Die Reise ging bei den mittelalterlichen Anlagen des Tempelhauses und der Gutleutkapelle gerne mal in 60 Minuten durch sieben Jahrhunderte. Die Zeit des "Dritten Reiches" konnte aus zwei sehr unterschiedlichen Blickwinkeln erlebt werden: Während in der KZ-Gedenkstätte Neckarelz Schülerinnen der Geschichte-AG der Obrigheimer Realschule die von ihnen konzipierte Ausstellung über Vinzenz Rose präsentierten, ging es in der Kirche St. Cäcilia auf dem Berge um "einen Lichtblick in dunkler Zeit".
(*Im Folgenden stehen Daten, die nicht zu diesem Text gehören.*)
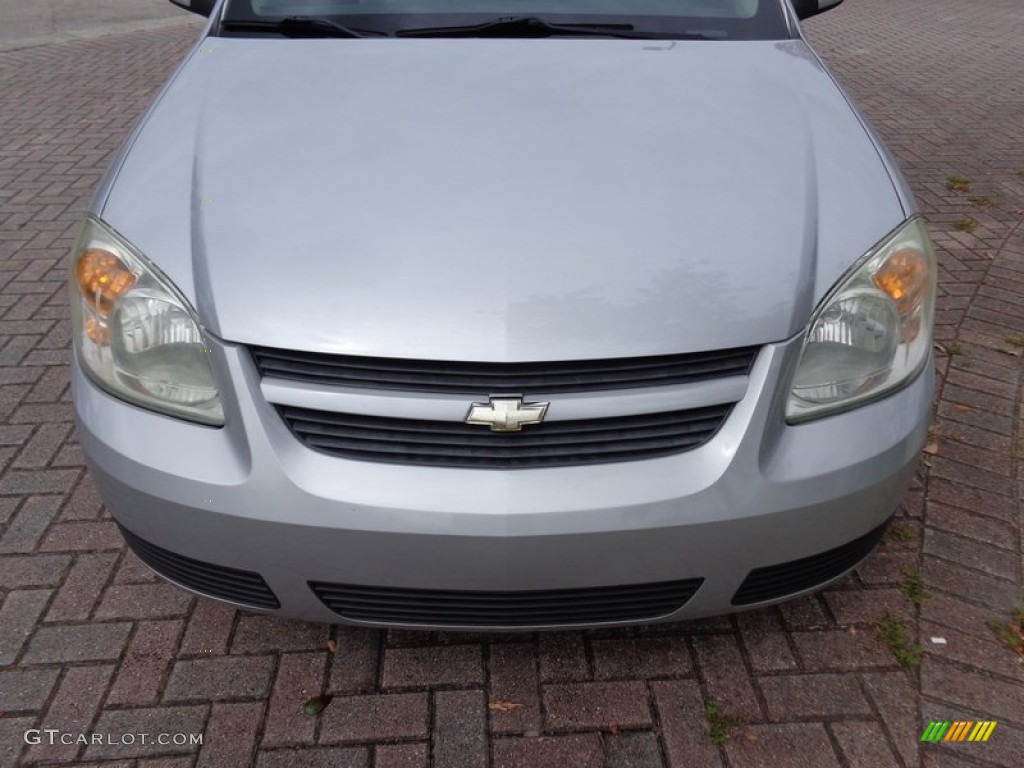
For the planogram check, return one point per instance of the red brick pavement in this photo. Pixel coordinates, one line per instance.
(91, 642)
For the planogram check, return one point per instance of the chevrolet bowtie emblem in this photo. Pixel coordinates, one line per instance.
(506, 414)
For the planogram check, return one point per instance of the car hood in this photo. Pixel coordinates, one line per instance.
(502, 200)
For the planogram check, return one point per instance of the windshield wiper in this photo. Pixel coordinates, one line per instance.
(521, 27)
(296, 27)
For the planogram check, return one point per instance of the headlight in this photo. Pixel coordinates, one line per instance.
(135, 335)
(872, 333)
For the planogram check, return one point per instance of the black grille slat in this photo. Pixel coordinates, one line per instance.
(455, 443)
(774, 582)
(217, 581)
(550, 607)
(483, 378)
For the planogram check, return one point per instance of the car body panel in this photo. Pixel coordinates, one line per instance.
(534, 199)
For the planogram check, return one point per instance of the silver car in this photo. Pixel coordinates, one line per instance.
(502, 314)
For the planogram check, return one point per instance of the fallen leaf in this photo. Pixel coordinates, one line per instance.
(315, 706)
(500, 705)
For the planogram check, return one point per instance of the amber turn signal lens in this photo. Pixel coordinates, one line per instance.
(903, 276)
(101, 279)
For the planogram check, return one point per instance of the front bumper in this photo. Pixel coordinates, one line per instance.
(250, 498)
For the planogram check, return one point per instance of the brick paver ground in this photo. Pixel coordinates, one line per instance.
(90, 642)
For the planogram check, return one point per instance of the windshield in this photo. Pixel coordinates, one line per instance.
(714, 19)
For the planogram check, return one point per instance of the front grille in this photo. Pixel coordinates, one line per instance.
(488, 378)
(548, 607)
(452, 443)
(238, 586)
(776, 582)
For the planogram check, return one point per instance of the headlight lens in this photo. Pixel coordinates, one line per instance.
(873, 332)
(134, 333)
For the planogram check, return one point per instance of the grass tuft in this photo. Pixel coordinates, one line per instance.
(892, 633)
(719, 725)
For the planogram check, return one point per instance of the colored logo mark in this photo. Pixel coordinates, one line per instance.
(958, 730)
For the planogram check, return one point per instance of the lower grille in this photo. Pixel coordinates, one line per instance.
(775, 582)
(451, 443)
(217, 581)
(549, 607)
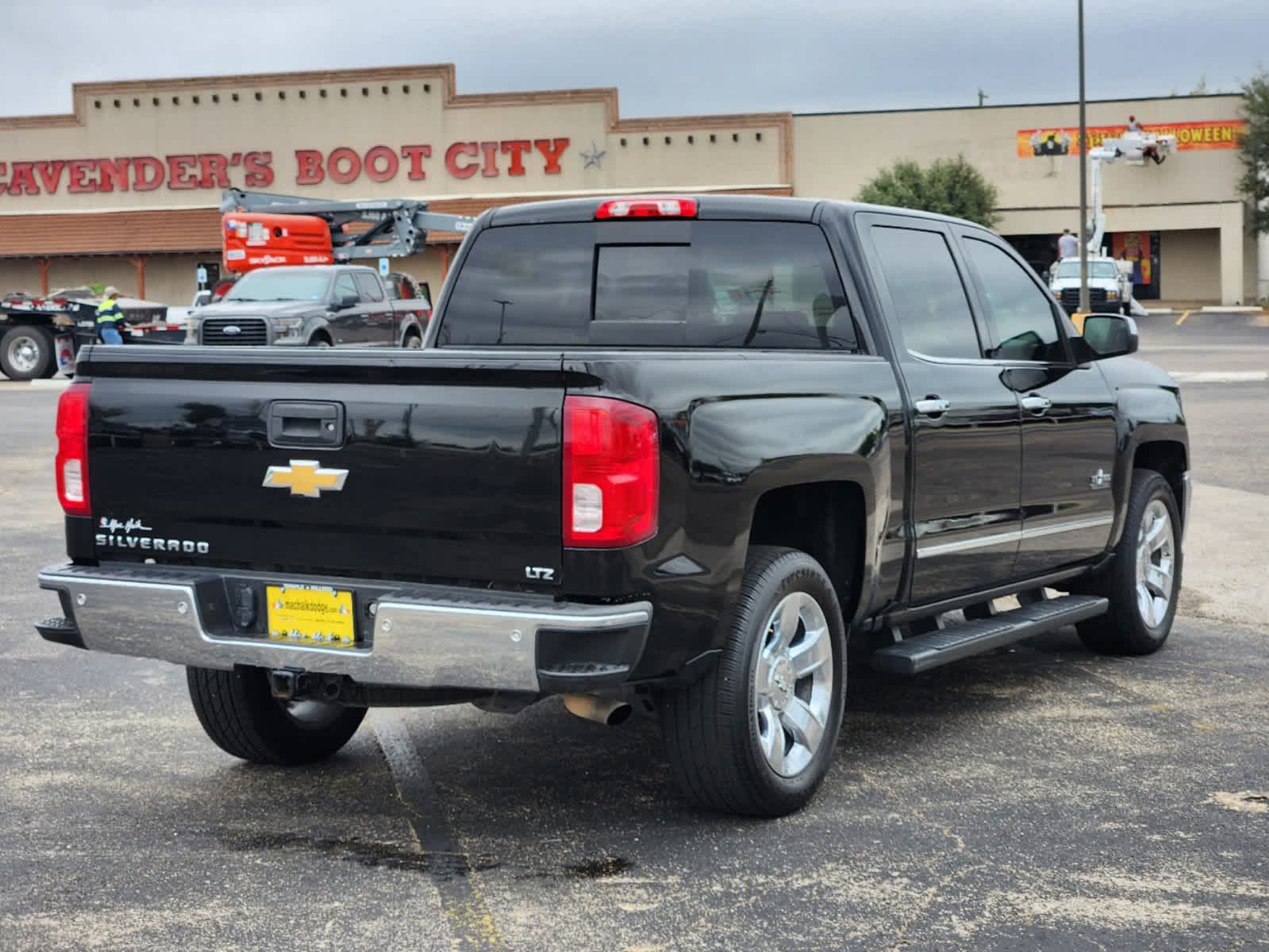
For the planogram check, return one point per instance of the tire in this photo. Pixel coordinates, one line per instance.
(725, 734)
(1139, 621)
(27, 352)
(243, 719)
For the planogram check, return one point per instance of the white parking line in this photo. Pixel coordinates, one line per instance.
(1220, 376)
(51, 382)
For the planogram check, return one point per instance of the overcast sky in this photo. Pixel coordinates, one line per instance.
(665, 56)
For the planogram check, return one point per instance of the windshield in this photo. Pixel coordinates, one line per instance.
(1097, 270)
(279, 286)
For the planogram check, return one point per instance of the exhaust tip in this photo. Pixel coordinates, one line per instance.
(620, 715)
(591, 708)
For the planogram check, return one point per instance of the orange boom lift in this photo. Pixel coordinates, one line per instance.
(262, 230)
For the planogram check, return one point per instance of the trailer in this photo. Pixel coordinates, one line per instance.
(42, 336)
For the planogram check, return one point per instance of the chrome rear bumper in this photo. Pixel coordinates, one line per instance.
(417, 636)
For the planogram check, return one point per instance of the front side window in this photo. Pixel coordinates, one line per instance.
(368, 287)
(728, 285)
(1021, 311)
(930, 304)
(345, 286)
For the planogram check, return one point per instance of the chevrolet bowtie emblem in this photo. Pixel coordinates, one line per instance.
(305, 478)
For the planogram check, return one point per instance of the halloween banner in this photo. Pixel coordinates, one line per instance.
(1217, 133)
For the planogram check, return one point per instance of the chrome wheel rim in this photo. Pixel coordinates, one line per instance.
(1156, 574)
(25, 353)
(794, 682)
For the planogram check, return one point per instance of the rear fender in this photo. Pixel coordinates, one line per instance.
(1148, 413)
(768, 443)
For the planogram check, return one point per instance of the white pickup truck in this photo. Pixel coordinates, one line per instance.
(1109, 289)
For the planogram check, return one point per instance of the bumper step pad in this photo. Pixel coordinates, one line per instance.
(938, 647)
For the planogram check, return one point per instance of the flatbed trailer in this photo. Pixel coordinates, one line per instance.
(42, 336)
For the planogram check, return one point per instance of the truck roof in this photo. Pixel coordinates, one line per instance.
(709, 206)
(311, 268)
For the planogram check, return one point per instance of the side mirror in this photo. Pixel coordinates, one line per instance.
(1108, 336)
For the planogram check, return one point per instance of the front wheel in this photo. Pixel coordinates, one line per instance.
(241, 716)
(1145, 578)
(756, 734)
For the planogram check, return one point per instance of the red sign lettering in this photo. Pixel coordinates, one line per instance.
(351, 169)
(146, 173)
(340, 165)
(417, 154)
(259, 169)
(517, 148)
(381, 164)
(309, 167)
(551, 150)
(453, 168)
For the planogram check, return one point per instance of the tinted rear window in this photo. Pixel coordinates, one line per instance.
(724, 283)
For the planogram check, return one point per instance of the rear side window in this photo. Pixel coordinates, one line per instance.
(1023, 314)
(728, 285)
(368, 286)
(930, 304)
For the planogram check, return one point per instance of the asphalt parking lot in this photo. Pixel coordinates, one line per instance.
(1040, 797)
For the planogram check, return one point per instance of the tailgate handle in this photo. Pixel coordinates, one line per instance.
(306, 423)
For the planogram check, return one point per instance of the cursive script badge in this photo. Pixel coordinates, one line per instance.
(126, 527)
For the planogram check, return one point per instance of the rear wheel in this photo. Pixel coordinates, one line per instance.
(756, 734)
(241, 716)
(1145, 578)
(27, 352)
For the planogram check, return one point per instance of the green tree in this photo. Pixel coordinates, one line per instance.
(1256, 150)
(947, 187)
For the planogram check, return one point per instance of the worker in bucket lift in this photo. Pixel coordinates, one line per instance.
(108, 317)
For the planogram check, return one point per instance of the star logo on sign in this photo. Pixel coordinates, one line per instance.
(593, 156)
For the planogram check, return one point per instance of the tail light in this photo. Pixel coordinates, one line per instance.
(72, 490)
(648, 209)
(610, 473)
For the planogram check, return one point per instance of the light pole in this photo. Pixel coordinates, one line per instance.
(1084, 181)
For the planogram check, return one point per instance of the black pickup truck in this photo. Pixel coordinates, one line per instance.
(665, 455)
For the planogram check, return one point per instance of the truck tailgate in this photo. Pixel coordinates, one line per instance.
(442, 466)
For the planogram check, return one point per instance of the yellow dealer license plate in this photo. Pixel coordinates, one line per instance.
(311, 615)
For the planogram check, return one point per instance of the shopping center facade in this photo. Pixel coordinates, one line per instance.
(125, 190)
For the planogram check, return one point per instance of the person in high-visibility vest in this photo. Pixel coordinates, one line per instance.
(108, 315)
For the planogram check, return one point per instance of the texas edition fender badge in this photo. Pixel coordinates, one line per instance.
(133, 533)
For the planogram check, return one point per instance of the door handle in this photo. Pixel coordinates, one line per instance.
(306, 423)
(933, 406)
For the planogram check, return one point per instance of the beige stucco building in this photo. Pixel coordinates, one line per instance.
(126, 188)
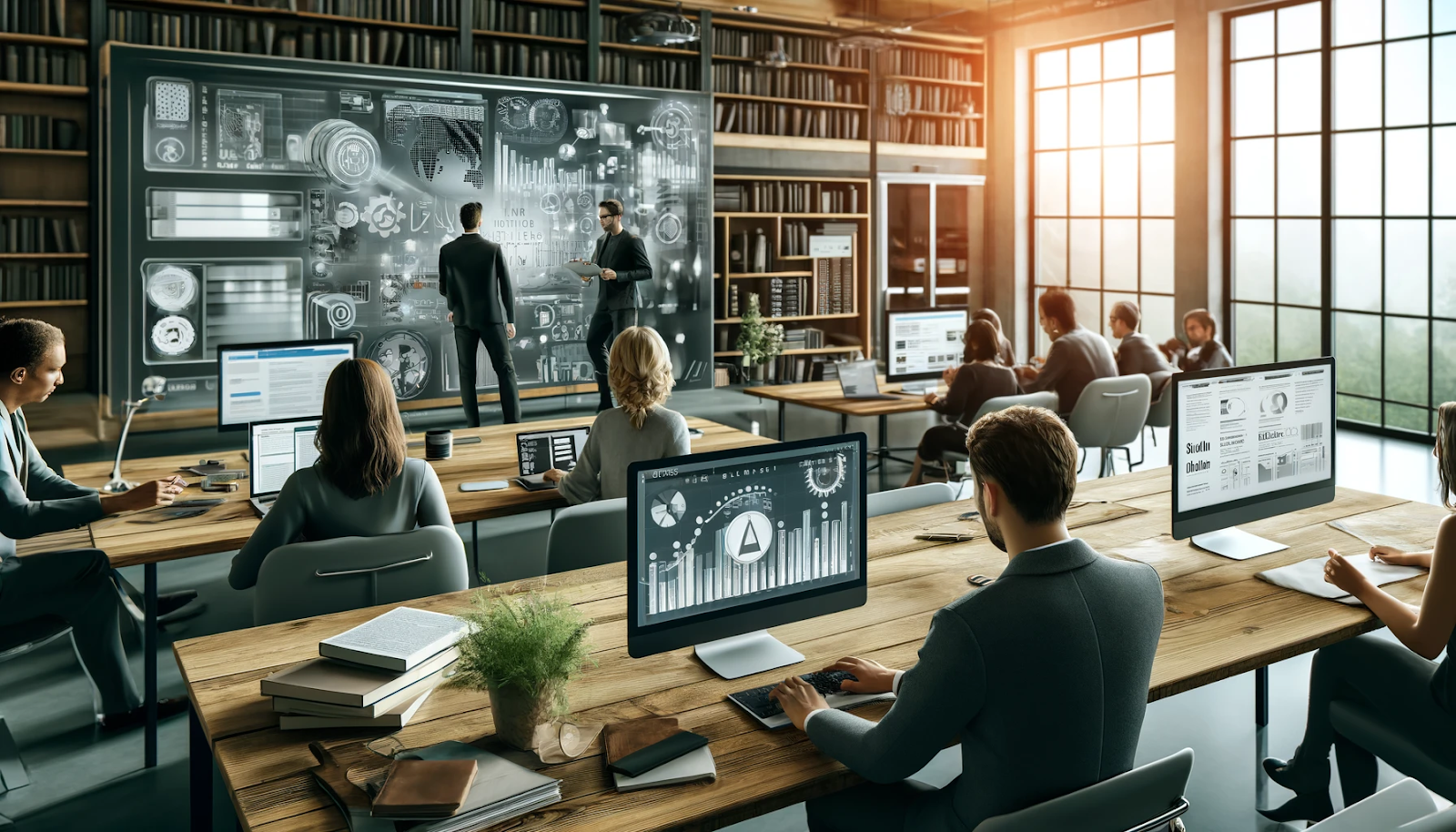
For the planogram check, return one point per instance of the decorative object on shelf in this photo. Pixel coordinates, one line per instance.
(757, 340)
(659, 28)
(523, 652)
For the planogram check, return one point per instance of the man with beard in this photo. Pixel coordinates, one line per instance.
(1041, 675)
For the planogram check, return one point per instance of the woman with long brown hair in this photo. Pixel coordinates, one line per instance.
(1412, 695)
(361, 484)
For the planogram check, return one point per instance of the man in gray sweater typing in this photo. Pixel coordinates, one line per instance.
(1041, 675)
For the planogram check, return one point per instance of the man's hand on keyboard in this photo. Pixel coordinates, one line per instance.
(870, 676)
(798, 698)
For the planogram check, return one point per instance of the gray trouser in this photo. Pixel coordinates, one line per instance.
(1388, 678)
(75, 586)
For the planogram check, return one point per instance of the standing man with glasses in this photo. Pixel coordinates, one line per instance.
(623, 262)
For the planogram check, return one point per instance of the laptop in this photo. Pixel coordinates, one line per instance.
(858, 380)
(541, 451)
(276, 449)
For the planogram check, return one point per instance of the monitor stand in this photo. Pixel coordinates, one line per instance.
(746, 654)
(1237, 543)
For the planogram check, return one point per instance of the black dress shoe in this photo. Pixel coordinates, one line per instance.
(138, 715)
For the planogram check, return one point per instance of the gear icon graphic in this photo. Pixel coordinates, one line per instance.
(383, 215)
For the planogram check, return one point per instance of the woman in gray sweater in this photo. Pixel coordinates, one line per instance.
(640, 427)
(361, 484)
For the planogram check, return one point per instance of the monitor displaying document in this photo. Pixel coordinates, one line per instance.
(266, 382)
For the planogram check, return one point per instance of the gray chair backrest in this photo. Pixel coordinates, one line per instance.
(589, 535)
(318, 577)
(907, 499)
(1121, 803)
(1043, 400)
(1111, 411)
Denn es waren "verfemte Künstler", die Pfarrer Franz Roser engagierte, um die Ausstattung der 1935 geweihten Kirche zu gestalten. Schnell wurde bei allen Denkmälern klar, dass es auch zahlreicher engagierter Talente bedarf, um die Monumente zum Sprechen zu bringen.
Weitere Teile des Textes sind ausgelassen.